Lowell Quarter Released
Today, February 6, 2019, marks the official release of the first quarter in the America the Beautiful series for the year. This is the 46th release – when the series ends in 2021 there will be 56 coins in the full set, with 5 coins released this year and again in 2020.
This release features Lowell, Massachusetts, often called the cradle of the American Industrial Revolution, a town founded in 1823. This planned city sits on the Merrimack River, 25 miles from Boston, and it was created in tribute to Francis Cabot Lowell, a Boston trader who saw that, after the Revolution, to be truly free America needed to manufacture its own good, and not be dependent on trade, as it was at that time. Textiles were major goods, used by everyone, and Lowell was built as a mill town to satisfy that need. Giant weaving mills were created along the river banks, with the rapidly-flowing water providing power in the early years. The workers were a combination of Irish immigrants escaping the Potato Famine, and girls from the surrounding farms, known as Mill Girls. The fine work of keeping the looms operating needed the slender and quick fingers of women, not the clumsy hands of potato farmers.

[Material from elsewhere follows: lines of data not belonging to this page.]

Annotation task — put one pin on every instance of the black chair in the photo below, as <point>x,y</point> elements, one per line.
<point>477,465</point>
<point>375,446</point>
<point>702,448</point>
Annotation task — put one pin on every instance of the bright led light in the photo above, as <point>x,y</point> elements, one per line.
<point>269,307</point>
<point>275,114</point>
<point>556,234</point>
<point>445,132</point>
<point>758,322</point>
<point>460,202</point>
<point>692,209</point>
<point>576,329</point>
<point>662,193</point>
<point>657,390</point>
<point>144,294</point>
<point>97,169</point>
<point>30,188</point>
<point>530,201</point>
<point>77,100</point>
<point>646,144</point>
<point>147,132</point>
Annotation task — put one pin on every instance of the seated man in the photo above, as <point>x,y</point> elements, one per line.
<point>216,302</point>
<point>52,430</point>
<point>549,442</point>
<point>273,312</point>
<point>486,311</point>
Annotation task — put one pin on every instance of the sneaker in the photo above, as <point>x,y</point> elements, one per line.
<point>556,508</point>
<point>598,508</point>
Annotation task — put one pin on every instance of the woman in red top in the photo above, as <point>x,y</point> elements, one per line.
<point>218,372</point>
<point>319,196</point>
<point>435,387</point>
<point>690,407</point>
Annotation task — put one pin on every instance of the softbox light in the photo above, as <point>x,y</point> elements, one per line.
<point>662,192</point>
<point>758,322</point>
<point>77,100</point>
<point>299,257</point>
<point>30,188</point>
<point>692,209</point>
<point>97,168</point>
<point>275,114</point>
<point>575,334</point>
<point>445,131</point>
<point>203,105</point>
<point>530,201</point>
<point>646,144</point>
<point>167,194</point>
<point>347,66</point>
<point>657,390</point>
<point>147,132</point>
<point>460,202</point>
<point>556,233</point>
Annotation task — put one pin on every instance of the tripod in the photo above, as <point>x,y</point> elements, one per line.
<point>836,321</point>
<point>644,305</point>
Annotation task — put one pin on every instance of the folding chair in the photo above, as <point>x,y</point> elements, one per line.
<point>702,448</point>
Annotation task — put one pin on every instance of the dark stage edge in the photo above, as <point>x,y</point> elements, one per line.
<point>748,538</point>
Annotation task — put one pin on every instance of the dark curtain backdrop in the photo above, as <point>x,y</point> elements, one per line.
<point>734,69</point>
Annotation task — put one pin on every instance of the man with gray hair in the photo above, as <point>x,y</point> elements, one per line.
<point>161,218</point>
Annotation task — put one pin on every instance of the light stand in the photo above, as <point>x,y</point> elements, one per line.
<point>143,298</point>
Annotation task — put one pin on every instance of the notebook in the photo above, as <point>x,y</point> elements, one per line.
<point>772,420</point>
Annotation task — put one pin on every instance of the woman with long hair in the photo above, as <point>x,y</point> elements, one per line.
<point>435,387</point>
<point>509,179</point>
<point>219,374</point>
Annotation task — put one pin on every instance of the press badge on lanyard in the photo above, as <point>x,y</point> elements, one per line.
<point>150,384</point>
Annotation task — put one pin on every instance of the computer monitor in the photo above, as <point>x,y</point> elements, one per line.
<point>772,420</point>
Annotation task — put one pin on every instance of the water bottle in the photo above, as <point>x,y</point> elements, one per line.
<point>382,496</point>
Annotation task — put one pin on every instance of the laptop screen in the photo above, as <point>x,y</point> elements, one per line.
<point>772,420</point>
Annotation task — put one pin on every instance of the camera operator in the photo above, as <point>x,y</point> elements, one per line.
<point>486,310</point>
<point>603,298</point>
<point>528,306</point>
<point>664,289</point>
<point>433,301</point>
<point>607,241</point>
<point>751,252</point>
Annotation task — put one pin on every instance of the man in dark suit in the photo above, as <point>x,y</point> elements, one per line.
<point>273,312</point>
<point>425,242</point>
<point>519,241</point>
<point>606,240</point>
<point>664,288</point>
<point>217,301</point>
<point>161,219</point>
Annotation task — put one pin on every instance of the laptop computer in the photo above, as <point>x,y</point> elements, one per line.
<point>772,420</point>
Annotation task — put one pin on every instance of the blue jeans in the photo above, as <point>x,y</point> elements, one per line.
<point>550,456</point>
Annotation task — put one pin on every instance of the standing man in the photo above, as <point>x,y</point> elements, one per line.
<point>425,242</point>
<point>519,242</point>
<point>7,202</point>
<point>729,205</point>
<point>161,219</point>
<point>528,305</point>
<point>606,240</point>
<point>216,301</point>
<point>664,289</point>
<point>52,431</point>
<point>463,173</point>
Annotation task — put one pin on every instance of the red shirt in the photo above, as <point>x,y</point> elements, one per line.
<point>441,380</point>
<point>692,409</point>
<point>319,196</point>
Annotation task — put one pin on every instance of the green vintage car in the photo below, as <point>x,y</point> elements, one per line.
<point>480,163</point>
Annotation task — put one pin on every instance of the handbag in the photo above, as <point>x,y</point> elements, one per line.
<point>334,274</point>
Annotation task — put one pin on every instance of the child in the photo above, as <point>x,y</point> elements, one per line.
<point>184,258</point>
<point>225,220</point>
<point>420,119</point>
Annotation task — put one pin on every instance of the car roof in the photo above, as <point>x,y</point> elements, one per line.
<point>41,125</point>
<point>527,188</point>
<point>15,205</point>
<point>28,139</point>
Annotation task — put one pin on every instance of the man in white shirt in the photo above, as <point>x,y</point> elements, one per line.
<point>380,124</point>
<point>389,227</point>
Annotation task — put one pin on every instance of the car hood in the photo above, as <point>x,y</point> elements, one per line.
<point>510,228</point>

It is one of these Mill Girls that features on the quarter. In a design created by Joel Iskowitz, from the Mint’s Artistic Infusion Program, and sculpted by Phebe Hemphill, we see a young woman, her hair safely held up in a bun, operating a power loom. The circular bobbin roll, that held the different colored threads for the design being created, features prominently. Behind her is a view of the town, featuring the iconic Boot Mill clock tower. Before the abolition of slavery, Lowell turned Southern cotton into cheap cloth for slave labor, and the town thrived and grew, producing more textiles than all the other states combined. Through the 19th century the town attracted many of the new immigrants, ‘yearning to breathe free’, and by 1900 the town was 50% immigrant. Absorbing new arrivals is an American institution.
In the 1920’s the town began to fail, ironically because mills were being built in the South. The Depression hit hard, and despite a flurry of activity during WWII and the years immediately afterwards, many mills closed, and the town spiraled into misery. It was revived to a degree in the 1970’s, with an influx of new immigrants from Cambodia, and the mill district became the Lowell Historic National Park in 1978. It is as a National Park the city is celebrated on the new quarter. The image of the Mill Girl is surrounded by a border carrying the inscriptions, LOWELL, MASSACHUSETTS, 2019, AND E PLURIBUS UNUM.
The obverse has the standard design of the series, John Flanagan’s profile portrait of George Washington. The inscriptions are, UNITED STATES OF AMERICA, IN GOD WE TRUST, LIBERTY, and QUARTER DOLLAR. The mint marks – P for Philadelphia, D for Denver and S for San Francisco – also appear on the obverse.
Circulation-quality quarters are available in 40-coin rolls, as 2 or 3-roll sets, and in 100-coin bags. Denver and Philadelphia coins are destined for general circulation, but San Francisco coins will only be available in collector’s sets. In addition, on February 7 the Mint releases the three-inch, five-ounce .999 fine silver un-circulated version of the coin, which with its large size really shows well the fascinating image. While American industry has fallen precipitously from its high-point in the post-WWII years, the memory lives on in Lowell.